İstanbul’da Gezi Parkı eylemlerinin başladığı 1 Haziran 2013’te Taksim Meydanı’nda bulunanlardan biri de fotoğrafçı Alaattin Timur’du. Timur, fotoğraf çektiği sırada bir polisin attığı biber gazı fişeğiyle sağ bacağından yaralandı. Timur’a, ‘sağ ayak baldır kaval kemiği ön yüzünde diametri üç santimetre olan morarma ve morarmanın tam ortasında 1.5 santimetre doku kaybı’ olduğu yönünde rapor verildi. Timur daha sonra da Türkiye İnsan Hakları Vakfı’ndan aynı yönde bir rapor daha aldı.

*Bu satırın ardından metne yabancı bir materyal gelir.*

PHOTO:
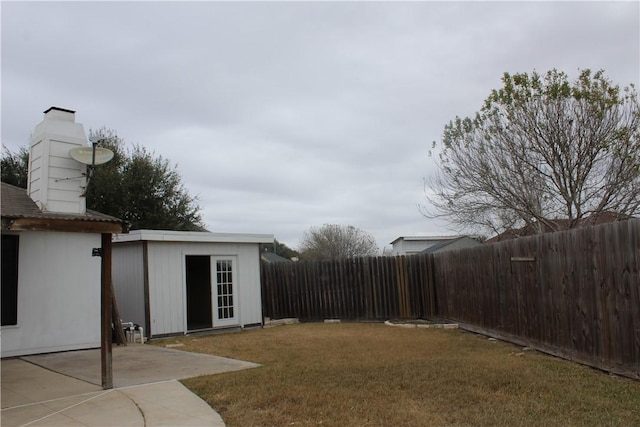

Avukat Kazım Erkut Güzel de, dönemin Başbakanı Recep Tayyip Erdoğan , İçişleri Bakanı Muammer Güler, İstanbul Valisi Hüseyin Avni Mutlu ve İl Emniyet Müdürü Hüseyin Çapkın ile ilgili polisler hakkında suç duyurusunda bulundu. İçişleri Bakanlığı ise Mutlu ve Çapkın’la ilgili şikayeti, ‘eylemleri bir soruşturmayı gerektirmeyecek nitelikte olduğu’ için işleme koymadı. Avukat Güzel’in yaptığı itiraz ise Danıştay 1. Dairesi tarafından reddedildi. Güzel de davayı Anayasa Mahkemesi’ne taşıdı. Başvuruda İçişleri Bakanlığı’nın adil yargılanma hakkını engellediği, Danıştay’ın şüpheli kamu görevlilerini koruyucu tarzda hareket ederek, gerekçe belirtmeksizin itirazı reddettiği belirtilerek, şöyle denildi:

“Müvekkil bedeni olarak zarar gördüğü gibi aslen ruhen zedelenmiştir. Yargıya olan inancını kaybetmiş devletin vatandaşların sağlığını korumada kamu görevlilerince yapılan suçlarda çifte standart uyguladığına bizzat mağdur olarak şahit olmuştur. Öncelikle müvekkilin işkence yasağına giren vücut bütünlüğünün şüphelilerin bizzat emriyle bozulduğunun, şüphelilerin İçişleri Bakanlığı’nın verdiği kararla ayrıcalıklı sayılarak korunduğunun, müvekkilin etkin bir yargı yoluna başvurma hakkının kısıtlandığının tespitini ve ifadeleri bile alınmayan Mutlu ve Çapkın hakkında soruşturma kararı verilmesini talep ederiz.”